The Mediator Release Test® (MRT®) involves the measurement of the aggregate release of inflammatory mediators from an individual's immunocytes after exposure to various food extracts and chemicals (e.g., food additives). A determination is made of the difference in volume of circulating immunocytes and plasma before and after an in vitro antigen challenge. For the Mediator Release Test®, a portion of an individual's blood sample is incubated with various food extracts and food additives (typically 150 different substances). The degree of reactivity is determined by the degree of mediator release from the cells. A response, change in cellular and plasma volume, is thought to indicate a hypersensitivity reaction and results are used as a basis for modifying an individual’s diet. The MRT® is one component of the Lifestyle Eating and Performance (LEAP®) Program of oligo antigenic dieting. This type of testing has been promoted for individuals with, among other conditions, irritable bowel syndrome, chronic fatigue syndrome, migraine headaches, and dermatologic conditions (e.g., eczema, dermatitis).

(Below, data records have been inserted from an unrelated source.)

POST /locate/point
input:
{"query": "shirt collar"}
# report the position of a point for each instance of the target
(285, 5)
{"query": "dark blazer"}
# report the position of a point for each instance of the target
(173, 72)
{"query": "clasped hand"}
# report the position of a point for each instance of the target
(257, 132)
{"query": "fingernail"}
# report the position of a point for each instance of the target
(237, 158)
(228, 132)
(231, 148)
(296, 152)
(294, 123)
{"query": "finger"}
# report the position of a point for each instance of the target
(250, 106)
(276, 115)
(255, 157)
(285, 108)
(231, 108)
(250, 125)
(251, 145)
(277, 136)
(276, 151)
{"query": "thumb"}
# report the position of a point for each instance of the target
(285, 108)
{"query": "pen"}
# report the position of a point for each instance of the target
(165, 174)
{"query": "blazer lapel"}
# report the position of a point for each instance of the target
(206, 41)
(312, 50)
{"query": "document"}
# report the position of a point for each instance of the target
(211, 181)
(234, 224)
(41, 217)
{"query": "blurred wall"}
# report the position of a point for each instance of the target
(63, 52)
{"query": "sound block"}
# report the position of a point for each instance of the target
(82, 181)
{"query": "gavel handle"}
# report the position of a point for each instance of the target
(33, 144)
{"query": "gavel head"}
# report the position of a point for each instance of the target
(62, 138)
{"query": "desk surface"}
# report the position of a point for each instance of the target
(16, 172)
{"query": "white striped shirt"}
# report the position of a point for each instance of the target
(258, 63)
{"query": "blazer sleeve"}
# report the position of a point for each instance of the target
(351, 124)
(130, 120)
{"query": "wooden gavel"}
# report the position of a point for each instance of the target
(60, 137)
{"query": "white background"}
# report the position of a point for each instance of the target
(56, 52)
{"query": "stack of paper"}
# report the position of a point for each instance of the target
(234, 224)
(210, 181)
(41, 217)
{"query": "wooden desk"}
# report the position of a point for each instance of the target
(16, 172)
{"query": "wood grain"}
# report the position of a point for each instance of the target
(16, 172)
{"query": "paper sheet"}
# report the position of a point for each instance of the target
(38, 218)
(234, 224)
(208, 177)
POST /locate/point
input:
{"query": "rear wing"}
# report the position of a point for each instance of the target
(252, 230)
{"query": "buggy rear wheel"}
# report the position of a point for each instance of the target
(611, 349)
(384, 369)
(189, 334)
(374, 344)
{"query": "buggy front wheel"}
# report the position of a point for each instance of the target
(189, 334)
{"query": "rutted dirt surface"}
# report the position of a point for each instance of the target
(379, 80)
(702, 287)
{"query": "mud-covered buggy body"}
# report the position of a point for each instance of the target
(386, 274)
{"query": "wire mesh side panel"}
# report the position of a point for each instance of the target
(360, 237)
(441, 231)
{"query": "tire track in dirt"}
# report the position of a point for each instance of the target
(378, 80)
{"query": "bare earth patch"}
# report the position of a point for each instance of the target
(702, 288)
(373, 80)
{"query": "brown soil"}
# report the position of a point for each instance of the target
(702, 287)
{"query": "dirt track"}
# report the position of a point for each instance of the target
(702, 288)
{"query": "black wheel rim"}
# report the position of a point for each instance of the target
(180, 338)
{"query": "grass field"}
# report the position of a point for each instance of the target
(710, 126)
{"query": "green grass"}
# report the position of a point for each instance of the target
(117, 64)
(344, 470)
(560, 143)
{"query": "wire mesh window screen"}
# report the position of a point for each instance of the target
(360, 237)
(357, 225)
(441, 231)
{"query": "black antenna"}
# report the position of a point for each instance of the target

In some instances, symptoms may appear to coincide after exposure to a viral illness (particularly common in the related condition of chronic fatigue syndrome); supporters of this theory may recommend a wide variety of tests to detect antibodies or antigens of various viruses. Some have also suggested that hypersensitivity to Candida may present with a similar array of subjective complaints and thus recommend testing for Candida in the stool or urine. Finally, it has also been proposed that IEI is a manifestation of a psychiatric disease or personality disorder based in part on results of psychological/psychiatric interviews.
It should be noted that some environmentally caused illnesses can be well-characterized by their clinical presentation and laboratory tests. For example, in certain instances, “sick building” syndrome can be traced back to exposure of microorganisms related to air-handling systems. However, in contrast to IEI, these patients experience a limited range of symptoms, and those symptoms only occur in the affected building.
No specific U.S. Food and Drug Administration (FDA) approval or clearance of a test for idiopathic environmental intolerance was found.